Onkos Surgical has received clearance from the US Food and Drug Administration to market the ELEOS limb salvage system to treat patients with significant bone loss due to cancer, trauma, or previous surgical procedures.
"Surgical Oncology has been an underserved market for some time," said Patrick Treacy, Founder and CEO.
"These surgeons and patients deserve more. With the introduction of the ELEOS Limb Salvage System, we will continue to build on our promise of delivering meaningful innovation in the orthopedic oncology market.
“Our company is focused and dedicated to bringing solutions to this group of surgeons and patients that will address the significant unmet need that exists. Today is a very important milestone for our company and we look forward to executing on our robust pipeline of innovation."
Dr. Steven Gitelis, Professor and Vice Chairman, Department of Orthopedic Surgery, at Rush University Medical Center and an Onkos Surgical Surgeon Advisory Board member said.
"Tumor surgery is often personalized as each patient presents differently. When replacing bone with an implant, ELEOS provides the flexibility and modularity a surgeon needs for these complex cases.

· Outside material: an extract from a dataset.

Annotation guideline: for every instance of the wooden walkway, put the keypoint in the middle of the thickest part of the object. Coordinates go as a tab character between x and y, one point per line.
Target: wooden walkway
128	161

“The ELEOS system is a long term reconstructive option for oncology patients. Our patient population is unique and we need a company like Onkos to provide innovation where we have our most challenging need."
"We will continue to leverage ELEOS and our 3D printing capabilities to drive our innovation initiatives," said Treacy. "ELEOS will be a foundational system for the company and we are planning for a full launch in the first quarter of 2017."
Based in Parsippany, NJ, Onkos Surgical is a privately held surgical oncology company founded in 2015. Onkos Surgical believes surgical oncology deserves attention, focus and innovation.
Through dedication and strategic partnerships, Onkos Surgical will advance surgical oncology solutions and will advocate for and support the surgeons and caregivers that dedicate their lives to the surgical treatment of cancer.